Когда еще только вошли в Польшу, и ярость боев нарастала, а поток раненых увеличивался, Михаил Иванович вспомнил, что в Первую мировую войну в Галиции раненых приспособились вывозить с поля боя на двуколках. Вспомнил он об этом потому, что у одного хозяина-поляка увидел такую крепкую двуколку и договорился обменять ее на лошадь. Лошадей в обозе было много, и ему за бутылку медицинского спирта дали пару лошадей. Он оставил себе пегую мосластую кобылку, которую назвал Шваброй за ее лохматую гриву и густую челку, спадающую на глаза. Это была смирная, крепкая и послушная лошадь и хорошо ходила в двуколке, но погонять ее надо было немецким криком «Й-о, о-йат!» Дело у Михаила Ивановича пошло споро. Лазая по местам боев, он собирал раненых в гнездо, подъезжал, грузил их в двуколку и быстро увозил. Не раз немецкие снайперы охотились за ним, но Господь его хранил. Один раз они отстрелили лошади ухо. Другой раз пуля попала в медаль «За отвагу», прямо против сердца. Толи пуля была на излете, то ли Бог спас, но она только покорежила медаль, а дальше не пошла. Так и застряла в медали, вызвав на груди багровый кровоподтек. Михаил Иванович с гордостью носил эту покореженную медаль и, щелкая по ней ногтем, говорил:

– Вот вам доказательство, что Бог есть. Жив Господь!

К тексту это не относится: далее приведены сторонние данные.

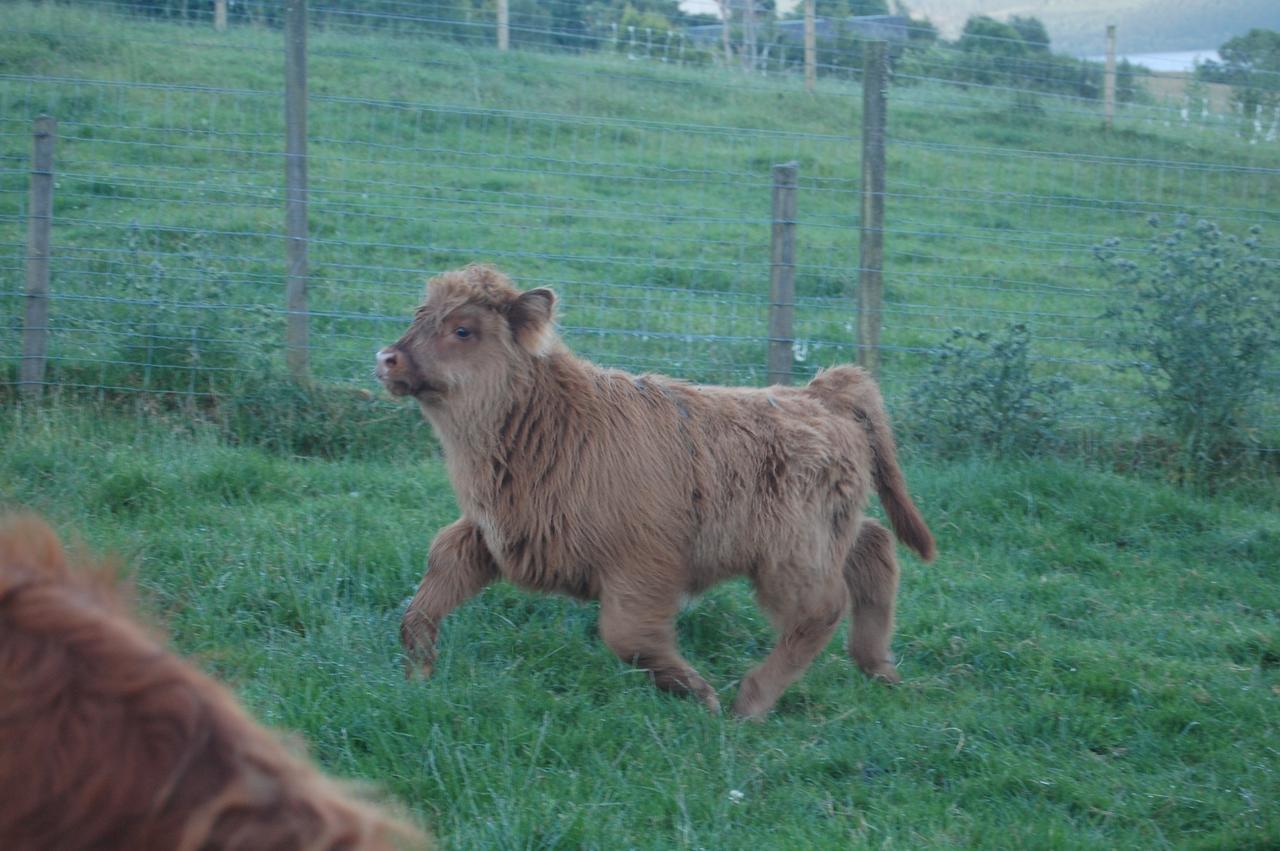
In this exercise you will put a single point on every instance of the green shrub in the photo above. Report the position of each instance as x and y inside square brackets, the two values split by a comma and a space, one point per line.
[1197, 312]
[981, 393]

А после любил рассказывать, как с поля боя тащил солдата, которому немецкая мина небольшого калибра, выпущенная из миномета, попала в плечевой сустав и, не разорвавшись, застряла там в мышцах. Спереди торчал стабилизатор, сзади головка. Михаил Иванович вынес солдата с поля боя с оружием и положил в стороне от гнезда. Сделав ему обезболивающий укол, он прочитал молитву: «Живый в помощи Вышняго в крове Бога Небеснаго водворится…» Перекрестился три раза, перекрестил раненого, перекрестил мину и с Иисусовой молитвой благополучно удалил взрыватель. За это его представили к ордену Отечественной войны II степени.

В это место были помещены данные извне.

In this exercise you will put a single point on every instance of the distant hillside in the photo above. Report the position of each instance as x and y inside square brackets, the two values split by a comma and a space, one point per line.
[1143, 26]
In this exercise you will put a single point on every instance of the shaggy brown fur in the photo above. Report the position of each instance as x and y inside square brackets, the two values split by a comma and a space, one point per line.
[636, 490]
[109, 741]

Лошадка очень ему помогала в деле вывоза раненых с поля боя, и об этом скромном фельдшере знал даже командующий армией. Однажды, когда он на своей двуколке ехал к передовой линии, его засекла немецкая артиллерия и обстреляла осколочными снарядами. Михаил Иванович соскочил с двуколки, поставил ее за кирпичный сарай, а сам спрятался в этом сарае. Снаряды продолжали рваться снаружи. Вдруг раздался сильный грохот в дверях, двери повалились, и в сарай ворвалась обезумевшая от страха лошадь с висящими по обеим сторонам постромками. На боках и спине у нее было множество мелких ранений, по шкуре и по ногам струйками стекала кровь. Зубы ее были оскалены, уши прижаты, и она тонко и визгливо ржала. Бросившись к Михаилу Ивановичу и продолжая визжать, она, как испуганный ребенок дрожа, спрятала свою голову ему под мышку. Михаил Иванович обхватил ее голову руками, гладил и целовал лошадку, бормоча в умилении:

– Ну ладно, хватит, успокойся, Швабрушка, успокойся. Сейчас поедем назад, и я тебе дам овса.

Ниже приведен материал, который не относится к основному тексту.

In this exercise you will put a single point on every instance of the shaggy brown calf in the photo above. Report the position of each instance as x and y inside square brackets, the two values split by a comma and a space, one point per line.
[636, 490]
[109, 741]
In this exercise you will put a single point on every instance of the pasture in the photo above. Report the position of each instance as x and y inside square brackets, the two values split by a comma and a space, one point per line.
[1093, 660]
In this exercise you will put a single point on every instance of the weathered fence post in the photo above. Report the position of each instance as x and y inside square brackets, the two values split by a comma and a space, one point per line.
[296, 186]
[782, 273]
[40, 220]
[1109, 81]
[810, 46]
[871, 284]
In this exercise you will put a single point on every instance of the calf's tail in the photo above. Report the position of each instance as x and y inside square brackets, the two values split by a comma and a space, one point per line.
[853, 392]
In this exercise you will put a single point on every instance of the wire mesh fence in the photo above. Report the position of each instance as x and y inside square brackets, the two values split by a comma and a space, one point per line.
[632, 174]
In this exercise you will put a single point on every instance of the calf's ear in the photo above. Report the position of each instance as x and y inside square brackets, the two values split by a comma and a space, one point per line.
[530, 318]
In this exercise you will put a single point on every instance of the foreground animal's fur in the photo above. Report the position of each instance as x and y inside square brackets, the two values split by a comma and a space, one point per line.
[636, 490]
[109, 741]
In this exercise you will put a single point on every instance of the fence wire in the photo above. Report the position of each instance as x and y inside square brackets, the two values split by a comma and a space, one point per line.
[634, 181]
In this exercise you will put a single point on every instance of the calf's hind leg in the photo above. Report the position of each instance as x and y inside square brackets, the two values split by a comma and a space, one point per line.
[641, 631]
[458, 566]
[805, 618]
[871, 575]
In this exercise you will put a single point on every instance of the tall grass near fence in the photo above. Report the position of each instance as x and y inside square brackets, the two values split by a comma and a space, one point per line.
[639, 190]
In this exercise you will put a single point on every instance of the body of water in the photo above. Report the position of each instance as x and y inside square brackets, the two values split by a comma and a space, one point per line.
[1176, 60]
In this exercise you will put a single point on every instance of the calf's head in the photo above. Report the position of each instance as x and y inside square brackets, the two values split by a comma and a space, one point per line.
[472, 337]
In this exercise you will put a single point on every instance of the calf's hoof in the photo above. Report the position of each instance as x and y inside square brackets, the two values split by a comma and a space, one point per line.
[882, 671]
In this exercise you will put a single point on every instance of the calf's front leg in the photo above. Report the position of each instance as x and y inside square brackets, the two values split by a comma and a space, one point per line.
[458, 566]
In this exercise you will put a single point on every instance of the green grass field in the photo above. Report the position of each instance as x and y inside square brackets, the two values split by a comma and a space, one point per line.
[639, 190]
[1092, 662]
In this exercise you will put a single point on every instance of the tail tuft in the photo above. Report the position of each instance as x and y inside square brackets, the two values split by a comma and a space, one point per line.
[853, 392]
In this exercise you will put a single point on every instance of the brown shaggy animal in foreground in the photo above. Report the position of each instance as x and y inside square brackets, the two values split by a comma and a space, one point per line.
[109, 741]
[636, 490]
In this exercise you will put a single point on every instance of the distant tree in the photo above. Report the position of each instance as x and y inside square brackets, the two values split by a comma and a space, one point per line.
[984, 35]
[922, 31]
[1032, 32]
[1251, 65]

Он ее огладил, перекрестил, и лошадь успокоилась. Ранения у нее были мелкие, поверхностные, и через неделю она уже была здорова. После присвоения Михаилу Ивановичу звания младшего лейтенанта он был поставлен на сортировку раненых и с лошадью своей расстался, отдав ее в хорошие руки одному польскому крестьянину.

Однажды, проходя мимо артиллерийской батареи, он остановился и понаблюдал, как пожилой артиллерист-наводчик отливает из олова ложки.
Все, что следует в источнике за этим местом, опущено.